The Next Great Migration: The Beauty and Terror of Life on the Move
Bloomsbury Publishing, 2020. $28.00, 400 pages.
After the Last Border: Two Families and the Story of Refuge in America
Viking, 2020. $27.00, 368 pages.
American policy toward immigration is sodden with apprehension. It tries to simultaneously appease employers and companies who benefit economically from a free movement of labor, as well as local residents who feel threatened by newcomers. The ardent defenders of immigration like to quote Emma Lazarus welcoming the tired and the poor yearning to breathe free. Those against have a blunt response: “Emma Lazarus wasn’t elected to Congress.”
Sonia Shah traces the origins of this ambivalence in her new book, The Next Great Migration. In the book, she documents the evolution of our understanding of migration. The scale of migration among animals, birds, and plants is so vast that it continues to mystify scientists. Shah discusses how early European explorers were shocked by the diversity of humans they encountered, and naturalists of the time developed taxonomies reinforcing the idea of the superiority of the European race. The first wedge between familiar and foreign was forged with science.
The fear of immigrants bringing inferior genes and diseases dictated early immigration policies in the United States. After those fears were proven to be unsubstantiated, the Malthusian worry of a population explosion became the leading argument against migration. Pictures of refugees crossing the Mediterranean to Europe rekindled the debate on “migrant invasion,” with newspaper headlines peddling inaccuracies about rising crimes in cities that welcomed migrants. The actual truth about the myriad positive effects of migrants on societies never stood a chance. The innate apprehension toward strangers turned into a lethal political weapon.
In After the Last Border, Jessica Goudeau brings to light the other side of this anxiety—that felt by refugees starting a new life in a land thousands of miles away from home. With heart-wrenching stories of two refugees presently resettled in Austin, Texas, Goudeau shows how even after enduring a treacherous passage to resettlement, refugee families continue to be afflicted by bouts of depression and a crippling sense of loneliness. It is a cruel test of mettle to negotiate the survival of not just their bodies but also of their Native culture.
Mu Naw, a Karen refugee fleeing persecution from the Burmese military junta, is one of the first to be resettled from her camp in Thailand. Without any support, her family starves the first couple of days because they cannot figure out how to operate the stove. For months, she is haunted by debilitating helplessness at having to choose between rent and groceries, and most days end with her sobbing in the shower. After months of living a life sustained by charity of local churches, Mu Naw’s family finally finds a foothold. In the second story, Hasna is forced to leave her house in Daraa, the epicenter of Syrian struggle, as gunshots and bombings intensify. She moves to Jordan for safety. Once her house in Daraa is hit by a missile, the hopes of returning dwindle and she starts the process of resettlement in the U.S.
The experiences of Mu Naw and Hasna are two relatively successful stories from the checkered history of the U.S. welcoming refugees. It wasn’t too long ago that a ship with nine hundred Jewish refugees fleeing Nazi Germany was turned away from the shores of Miami. The U.S. refugee resettlement program was partly borne out of a moral awakening roused by the Holocaust. During the Cold War, the term refugees meant European dissenters of communism. The program expanded its scope after the fall of the Berlin Wall, and continued, albeit in a stunted form, even on the heels of 9/11. The United States was particularly reluctant to admit masses of Syrian refugees, and that program came to a grinding halt after the election of Donald Trump.
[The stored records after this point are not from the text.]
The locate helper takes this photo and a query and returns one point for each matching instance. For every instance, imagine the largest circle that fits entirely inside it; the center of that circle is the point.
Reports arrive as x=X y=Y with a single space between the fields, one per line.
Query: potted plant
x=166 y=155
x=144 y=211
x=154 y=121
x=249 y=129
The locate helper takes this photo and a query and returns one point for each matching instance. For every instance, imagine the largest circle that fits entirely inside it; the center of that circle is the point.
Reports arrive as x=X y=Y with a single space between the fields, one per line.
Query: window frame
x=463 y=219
Shah foreshadows another looming crisis—that of mass migration induced by a rapidly changing climate. Every year since 2008, more than twenty million have been displaced due to environmental reasons. Although most disaster-related migrations take place within a country, environmental catastrophes easily elide into political and economic woes that spill over borders. One needn’t search hard for an example: the struggle in Syria was preceded by one of the worst droughts in the area, forcing a massive reshuffle of population.
It is unfortunate that any hopes of using resettlement as an instrument for dealing with the upcoming climate crisis are dampened by anti-immigrant sentiments soaring worldwide. We are already leaving those in greatest need to their own devices, often forcing them to make precarious journeys and risking death. We hope to return to a time when reason and moral imperatives outweigh brazen xenophobia—after all, what good is record-low unemployment and burgeoning economies if there is no room for a few more people?
Pradeep Niroula is a doctoral student based in College Park, Maryland.